A few people are still doing that. They are mostly inside corporations. My friend Dana’s husband Tom tells me as we drive towards downtown that they are going to build a new tower that’s just eight stories shorter than the Sears Tower in Chicago, making it the second tallest building in the U.S. Well why not add 9 stories and go for number 1, I laugh? The buildings they have now are what, 35 stories at most? That’s going to look pretty desperate. We pooled all our money and built the second tallest building in America, where it stands out like the Washington Monument in a lagoon.

We drive by an abandoned 1 story brick strip that could offer street life and shops - the kind of things Americans fly 8000 miles to Paris to get. It could even be connected to another block just like it, and to a couple of others, and with 5 blocks of shops pretty soon you’d have a town. They have some stuff like that down by the river, 2 or 3 blocks of restaurants and bars. Nobody will pay to paint the little buildings, but they’ll build a tower 5 times taller than anything else now in town. We walk across a bridge by the Country Music Hall of Fame. It crosses the Cumberland river, and there’s the new stadium for the Tennessee Titans. Tom tells me it’s built on 10 Indian burial mounds. They saved two in the foreground. I take a picture. Then I take a picture of them, with the Nashville skyline behind, minus its Sears Tower to come.

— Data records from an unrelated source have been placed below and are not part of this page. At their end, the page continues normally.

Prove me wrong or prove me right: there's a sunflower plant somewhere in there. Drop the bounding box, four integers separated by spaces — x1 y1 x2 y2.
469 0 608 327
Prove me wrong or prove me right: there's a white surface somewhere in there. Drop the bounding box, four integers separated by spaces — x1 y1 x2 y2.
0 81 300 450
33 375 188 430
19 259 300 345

I liked the Country Music Hall of Fame OK, but it needed a lot more about the culture and the business the music came from. There was a lady in there who opened all the doors on the gold and platinum album displays to hear the song inside, and she tapped her feet and said some of the words to every one. She was the only one of us that wasn’t kind of wandering aimlessly. Where have we come from? What have we done?

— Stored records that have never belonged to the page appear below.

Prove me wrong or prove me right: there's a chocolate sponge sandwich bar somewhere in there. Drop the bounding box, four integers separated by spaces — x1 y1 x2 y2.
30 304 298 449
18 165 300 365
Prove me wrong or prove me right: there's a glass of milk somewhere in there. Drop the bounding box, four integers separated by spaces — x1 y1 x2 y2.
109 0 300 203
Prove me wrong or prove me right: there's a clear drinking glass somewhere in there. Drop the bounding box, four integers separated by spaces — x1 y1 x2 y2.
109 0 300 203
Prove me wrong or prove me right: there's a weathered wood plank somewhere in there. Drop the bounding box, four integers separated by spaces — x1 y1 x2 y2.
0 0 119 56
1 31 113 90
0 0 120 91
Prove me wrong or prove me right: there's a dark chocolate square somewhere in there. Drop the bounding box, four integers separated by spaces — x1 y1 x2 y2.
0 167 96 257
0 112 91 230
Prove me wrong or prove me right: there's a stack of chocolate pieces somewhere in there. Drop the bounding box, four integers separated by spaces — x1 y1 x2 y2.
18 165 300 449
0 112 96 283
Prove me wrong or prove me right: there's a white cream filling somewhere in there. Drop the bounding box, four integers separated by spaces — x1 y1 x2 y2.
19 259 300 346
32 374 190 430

Personally, I don’t know what this country’s trying to do other than make money, enormous money, money that buys the immunity of a private island. One half of our elites go around destroying stuff . The other goes around making more money than any group in the history of the world. People who are trying to do something other besides making money seem as lost as the country’s foreign policy. We don’t think anyone’s waiting to hear from us. We go about our business, and work at staying happy.